De acordo com a Sete/MGI, a mesa de abertura contou com a participação do diretor de programas Guilherme Almeida e da diretora de Apoio à Gestão Educacional do Ministério da Educação (SEB/MEC), Anita Stefani. Os debatedores abordaram a necessidade de repensar políticas públicas diante das transformações tecnológicas e sociais.
“A ideia é consolidar, registrar e disseminar essas contribuições para que possamos entender melhor o que está acontecendo e formular melhores políticas públicas”, afirmou Almeida. Já Stefani destacou: “Precisamos mudar a forma de ensinar para que as crianças estejam incluídas de forma produtiva e não meros consumidores tecnológicos”.
Macrotendências e futuros possíveis
O primeiro painel, mediado pelo superintendente executivo do Instituto Unibanco, Ricardo Henriques, reuniu especialistas como Luciano Meira (UFPE), Seiji Isotani (Harvard/UFAL) e Lucia Dellagnelo (OCDE). Eles discutiram os impactos da inteligência artificial, mudanças demográficas e transformações econômicas na educação.

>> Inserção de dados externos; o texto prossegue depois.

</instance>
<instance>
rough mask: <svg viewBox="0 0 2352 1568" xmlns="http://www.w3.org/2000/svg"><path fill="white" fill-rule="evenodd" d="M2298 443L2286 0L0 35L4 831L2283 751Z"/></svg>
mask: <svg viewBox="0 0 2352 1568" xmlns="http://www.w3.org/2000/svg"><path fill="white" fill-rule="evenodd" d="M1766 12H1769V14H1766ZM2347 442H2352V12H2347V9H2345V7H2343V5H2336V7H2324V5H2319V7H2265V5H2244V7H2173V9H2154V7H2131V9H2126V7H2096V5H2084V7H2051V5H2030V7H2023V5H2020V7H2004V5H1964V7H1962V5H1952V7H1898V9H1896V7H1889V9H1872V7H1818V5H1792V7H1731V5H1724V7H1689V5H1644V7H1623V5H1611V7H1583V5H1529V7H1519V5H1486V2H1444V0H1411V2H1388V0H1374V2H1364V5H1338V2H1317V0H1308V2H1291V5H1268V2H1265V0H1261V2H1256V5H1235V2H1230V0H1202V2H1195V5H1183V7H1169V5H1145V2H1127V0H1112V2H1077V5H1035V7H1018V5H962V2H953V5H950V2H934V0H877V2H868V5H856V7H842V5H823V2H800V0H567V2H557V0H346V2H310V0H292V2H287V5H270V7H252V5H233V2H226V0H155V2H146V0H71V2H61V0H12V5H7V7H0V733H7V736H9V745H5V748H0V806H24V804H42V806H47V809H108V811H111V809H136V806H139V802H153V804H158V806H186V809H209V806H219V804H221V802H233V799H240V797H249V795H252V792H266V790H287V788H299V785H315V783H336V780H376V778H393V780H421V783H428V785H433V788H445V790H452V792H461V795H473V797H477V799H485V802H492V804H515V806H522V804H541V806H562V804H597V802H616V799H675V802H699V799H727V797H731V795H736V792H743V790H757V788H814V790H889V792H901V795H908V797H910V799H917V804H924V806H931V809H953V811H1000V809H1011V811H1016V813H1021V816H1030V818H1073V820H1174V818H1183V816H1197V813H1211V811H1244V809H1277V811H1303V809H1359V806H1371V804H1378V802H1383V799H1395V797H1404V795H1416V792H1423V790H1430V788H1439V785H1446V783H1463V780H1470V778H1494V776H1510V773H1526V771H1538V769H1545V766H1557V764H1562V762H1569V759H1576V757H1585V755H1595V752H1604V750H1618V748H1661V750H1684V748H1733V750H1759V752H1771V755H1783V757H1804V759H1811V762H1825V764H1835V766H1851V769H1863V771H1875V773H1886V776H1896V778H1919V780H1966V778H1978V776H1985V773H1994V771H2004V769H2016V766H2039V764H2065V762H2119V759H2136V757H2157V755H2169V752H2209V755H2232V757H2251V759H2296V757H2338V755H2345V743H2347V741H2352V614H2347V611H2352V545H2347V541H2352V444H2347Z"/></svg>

“Nenhuma política de quatro anos dá conta de realmente gerar mudanças significativas na educação”, declarou Dellagnelo. Isotani defendeu que o debate sobre IA deve considerar seu potencial para ampliar a aprendizagem: “Precisamos olhar as oportunidades que a inteligência artificial oferece”.
Meira destacou a importância da formação docente: “Precisamos formar professores para que utilizem a inteligência artificial de forma crítica, ética e estratégica”.
Competências e equidade educacional
O segundo painel, moderado por Ricardo Cardozo (Inep), discutiu as competências necessárias para preparar estudantes. “O dano de não usar a inteligência artificial talvez seja maior do que o risco de usá-la. Mas esse uso precisa ser debatido e orientado”, afirmou Cardozo.
Gabriela Gambi (BID) alertou sobre focar excessivamente na tecnologia: “O risco é transformar a novidade tecnológica no centro do debate e perder de vista os problemas educacionais”. Katia Smole (Instituto Reúna) destacou a importância de preservar valores humanos: “A função da escola com a IA é preservar esse núcleo humano que fala de ética e empatia”.
Tiago Bartholo (UFRJ) reforçou a necessidade de combater desigualdades: “Se não resolvermos o básico sobre essas dimensões da aprendizagem, não tem cidadania e não tem justiça social”.
O evento contou ainda com outros dois painéis à tarde, que abordaram metodologias de ensino e inovação educacional, seguidos por grupos de trabalho para discussão dos temas debatidos.